Constructing an Iterator
A code snippet for constructing a batch iterator is shown below with explanation following.
auto index = make_example_index();
// Each iteration will yield 3 elements that have not been yielded previously.
size_t batchsize = 3;
// Create a batch iterator over the index for the query.
auto itr = [&]() {
// Construct a query a query in a scoped block to demonstrate that the iterator
// maintains an internal copy.
auto query = std::vector<float>{3.25, 3.25, 3.25, 3.25};
// Make a batch iterator for the query.
return svs::VamanaIterator(index, svs::lib::as_const_span(query));
}();
Iterator construction requires three items:
The index (in this case,
svs::Vamana
)A query
An optional parameter
extra_search_buffer_capacity
When constructing the iterator, we provide the index with the query and an optional extra search buffer capacity to allow the iterator to search beyond the current batch. On construction, the iterator does not conduct any searches, but rather prepares itself for the first search by setting the search buffer capacity to the provided extra_search_buffer_capacity
value (if not provided, svs::ITERATOR_EXTRA_BUFFER_CAPACITY_DEFAULT = 100
is used). The iterator will then search for neighbors in the index when the svs::VamanaIterator::next()
method is called.
Upon construction, search_window_size
is initialized to 0, and search_buffer_capacity
is set to extra_search_buffer_capacity
. With each next(batch_size)
call, both search_window_size
and search_buffer_capacity
are incremented by batch_size
before conducting the search. This ensures that the buffer capacity remains greater than the search window size by extra_search_buffer_capacity
, facilitating efficient searches for subsequent batches without revisiting nodes that have already been retrieved.

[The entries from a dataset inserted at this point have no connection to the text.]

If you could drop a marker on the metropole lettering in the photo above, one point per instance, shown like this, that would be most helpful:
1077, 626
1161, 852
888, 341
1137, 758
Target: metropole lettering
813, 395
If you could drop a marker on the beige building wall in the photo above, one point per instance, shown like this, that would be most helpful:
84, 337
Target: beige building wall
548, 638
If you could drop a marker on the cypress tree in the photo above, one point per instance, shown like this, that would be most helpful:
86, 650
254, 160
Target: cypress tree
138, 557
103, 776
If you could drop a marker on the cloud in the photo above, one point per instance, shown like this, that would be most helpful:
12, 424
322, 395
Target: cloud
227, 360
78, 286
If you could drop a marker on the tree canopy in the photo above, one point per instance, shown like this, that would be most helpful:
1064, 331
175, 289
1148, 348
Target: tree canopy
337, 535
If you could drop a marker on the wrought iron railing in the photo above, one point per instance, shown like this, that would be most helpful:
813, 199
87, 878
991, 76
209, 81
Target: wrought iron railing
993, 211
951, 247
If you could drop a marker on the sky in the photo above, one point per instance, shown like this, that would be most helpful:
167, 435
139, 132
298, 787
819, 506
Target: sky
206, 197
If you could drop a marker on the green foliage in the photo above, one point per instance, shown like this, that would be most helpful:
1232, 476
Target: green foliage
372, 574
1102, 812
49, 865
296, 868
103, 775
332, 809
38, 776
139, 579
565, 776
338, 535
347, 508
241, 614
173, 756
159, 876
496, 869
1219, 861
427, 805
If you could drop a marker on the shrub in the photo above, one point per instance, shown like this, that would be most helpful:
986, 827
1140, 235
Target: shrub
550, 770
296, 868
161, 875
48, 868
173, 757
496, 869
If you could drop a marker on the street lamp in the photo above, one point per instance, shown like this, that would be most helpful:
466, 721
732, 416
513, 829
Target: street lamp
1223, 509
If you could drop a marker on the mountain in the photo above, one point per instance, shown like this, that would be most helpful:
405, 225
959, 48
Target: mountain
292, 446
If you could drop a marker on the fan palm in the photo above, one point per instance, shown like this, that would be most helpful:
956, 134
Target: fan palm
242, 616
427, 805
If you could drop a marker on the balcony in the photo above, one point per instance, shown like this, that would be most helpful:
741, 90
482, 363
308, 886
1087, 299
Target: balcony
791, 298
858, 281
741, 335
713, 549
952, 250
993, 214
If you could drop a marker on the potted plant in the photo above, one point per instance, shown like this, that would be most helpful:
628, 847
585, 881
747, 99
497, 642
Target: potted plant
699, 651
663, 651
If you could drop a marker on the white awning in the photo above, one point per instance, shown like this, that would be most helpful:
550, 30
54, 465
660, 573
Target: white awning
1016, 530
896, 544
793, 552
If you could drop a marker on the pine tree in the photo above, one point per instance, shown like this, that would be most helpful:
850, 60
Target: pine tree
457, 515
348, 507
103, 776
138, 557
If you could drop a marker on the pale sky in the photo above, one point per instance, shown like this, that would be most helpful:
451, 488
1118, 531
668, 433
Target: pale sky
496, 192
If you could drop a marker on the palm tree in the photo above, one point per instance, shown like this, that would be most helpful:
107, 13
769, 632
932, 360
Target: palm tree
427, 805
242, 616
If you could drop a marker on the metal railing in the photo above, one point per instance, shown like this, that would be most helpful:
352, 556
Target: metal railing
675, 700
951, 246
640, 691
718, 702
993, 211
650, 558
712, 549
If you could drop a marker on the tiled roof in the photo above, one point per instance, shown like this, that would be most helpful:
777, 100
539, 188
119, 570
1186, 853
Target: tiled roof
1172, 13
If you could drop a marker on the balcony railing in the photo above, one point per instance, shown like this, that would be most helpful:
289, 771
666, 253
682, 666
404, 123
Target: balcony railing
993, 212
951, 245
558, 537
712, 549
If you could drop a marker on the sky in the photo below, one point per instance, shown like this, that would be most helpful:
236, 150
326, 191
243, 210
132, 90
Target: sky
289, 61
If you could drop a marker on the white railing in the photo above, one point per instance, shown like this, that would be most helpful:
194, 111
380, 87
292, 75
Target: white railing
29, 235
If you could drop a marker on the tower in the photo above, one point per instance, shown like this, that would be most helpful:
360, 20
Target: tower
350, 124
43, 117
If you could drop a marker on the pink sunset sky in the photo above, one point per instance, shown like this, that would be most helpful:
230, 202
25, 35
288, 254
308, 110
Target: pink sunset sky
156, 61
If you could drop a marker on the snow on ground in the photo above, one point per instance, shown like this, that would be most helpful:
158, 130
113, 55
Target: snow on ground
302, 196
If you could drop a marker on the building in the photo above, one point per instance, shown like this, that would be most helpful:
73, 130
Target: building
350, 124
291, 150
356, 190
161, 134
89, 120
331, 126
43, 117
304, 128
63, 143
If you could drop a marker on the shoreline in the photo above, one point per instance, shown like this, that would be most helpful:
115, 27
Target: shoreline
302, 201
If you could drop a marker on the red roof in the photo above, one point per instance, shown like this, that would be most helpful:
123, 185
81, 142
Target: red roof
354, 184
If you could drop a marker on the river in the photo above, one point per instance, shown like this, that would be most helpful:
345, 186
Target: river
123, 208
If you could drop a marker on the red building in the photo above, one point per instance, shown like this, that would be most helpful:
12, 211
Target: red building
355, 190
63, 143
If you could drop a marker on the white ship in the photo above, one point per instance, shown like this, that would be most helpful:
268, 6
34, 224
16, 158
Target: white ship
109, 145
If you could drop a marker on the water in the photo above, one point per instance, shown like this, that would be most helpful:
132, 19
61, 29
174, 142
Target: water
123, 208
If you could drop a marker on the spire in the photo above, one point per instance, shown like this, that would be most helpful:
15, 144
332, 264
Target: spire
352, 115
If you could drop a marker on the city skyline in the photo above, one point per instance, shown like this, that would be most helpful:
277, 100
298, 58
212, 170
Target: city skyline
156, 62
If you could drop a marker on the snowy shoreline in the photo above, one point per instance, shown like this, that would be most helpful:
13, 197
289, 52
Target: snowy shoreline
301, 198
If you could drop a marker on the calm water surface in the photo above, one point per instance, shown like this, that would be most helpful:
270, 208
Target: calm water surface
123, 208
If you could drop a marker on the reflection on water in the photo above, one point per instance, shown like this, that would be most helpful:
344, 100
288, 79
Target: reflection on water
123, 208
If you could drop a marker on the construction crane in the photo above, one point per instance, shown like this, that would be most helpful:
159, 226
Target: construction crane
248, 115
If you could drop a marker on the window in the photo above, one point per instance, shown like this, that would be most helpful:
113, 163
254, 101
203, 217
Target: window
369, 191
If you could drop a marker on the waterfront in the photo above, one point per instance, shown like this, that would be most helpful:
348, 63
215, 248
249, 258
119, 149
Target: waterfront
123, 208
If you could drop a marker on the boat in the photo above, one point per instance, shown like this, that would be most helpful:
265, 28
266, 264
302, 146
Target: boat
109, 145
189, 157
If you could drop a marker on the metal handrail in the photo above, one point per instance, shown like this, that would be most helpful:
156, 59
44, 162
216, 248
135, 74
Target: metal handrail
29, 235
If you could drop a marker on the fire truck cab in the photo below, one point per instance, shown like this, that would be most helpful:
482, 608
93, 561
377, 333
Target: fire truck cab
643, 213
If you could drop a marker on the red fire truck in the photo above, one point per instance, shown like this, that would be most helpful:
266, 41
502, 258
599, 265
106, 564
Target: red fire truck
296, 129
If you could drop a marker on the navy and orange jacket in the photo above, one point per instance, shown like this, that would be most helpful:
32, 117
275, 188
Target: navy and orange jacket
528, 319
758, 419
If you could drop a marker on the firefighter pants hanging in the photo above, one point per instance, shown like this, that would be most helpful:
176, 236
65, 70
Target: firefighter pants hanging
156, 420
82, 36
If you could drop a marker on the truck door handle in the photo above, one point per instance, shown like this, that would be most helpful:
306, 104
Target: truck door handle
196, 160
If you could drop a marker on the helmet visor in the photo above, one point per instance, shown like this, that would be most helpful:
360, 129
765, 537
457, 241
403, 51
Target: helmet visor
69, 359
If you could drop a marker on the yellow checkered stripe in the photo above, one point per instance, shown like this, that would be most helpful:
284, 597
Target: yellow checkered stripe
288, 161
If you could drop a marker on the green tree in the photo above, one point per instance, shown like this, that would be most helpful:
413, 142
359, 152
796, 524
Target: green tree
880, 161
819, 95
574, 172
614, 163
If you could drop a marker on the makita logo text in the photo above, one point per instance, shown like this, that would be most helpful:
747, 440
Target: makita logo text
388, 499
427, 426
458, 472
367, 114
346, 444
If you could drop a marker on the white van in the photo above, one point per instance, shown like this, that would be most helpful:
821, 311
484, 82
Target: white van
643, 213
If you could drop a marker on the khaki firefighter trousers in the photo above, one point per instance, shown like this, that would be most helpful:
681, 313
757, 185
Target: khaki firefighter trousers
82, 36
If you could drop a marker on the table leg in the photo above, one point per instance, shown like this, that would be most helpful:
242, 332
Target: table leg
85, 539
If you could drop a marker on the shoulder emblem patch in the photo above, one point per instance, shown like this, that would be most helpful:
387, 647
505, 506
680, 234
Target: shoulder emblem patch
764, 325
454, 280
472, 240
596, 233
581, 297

The query is copied into the iterator and thus the query provided at the callsite need not outlive the iterator. This is demonstrated by constructing the query as a temporary variable in the lambda.
Using the Iterator
itr.next(batchsize);
CHECK(itr.size() == 3);
CHECK(itr.batch_number() == 1);
// Obtain a view of the current list candidates.
std::span<const svs::Neighbor<size_t>> results = itr.results();
CHECK(results.size() == 3);
// We constructed the dataset in such a way that we know what the results should be.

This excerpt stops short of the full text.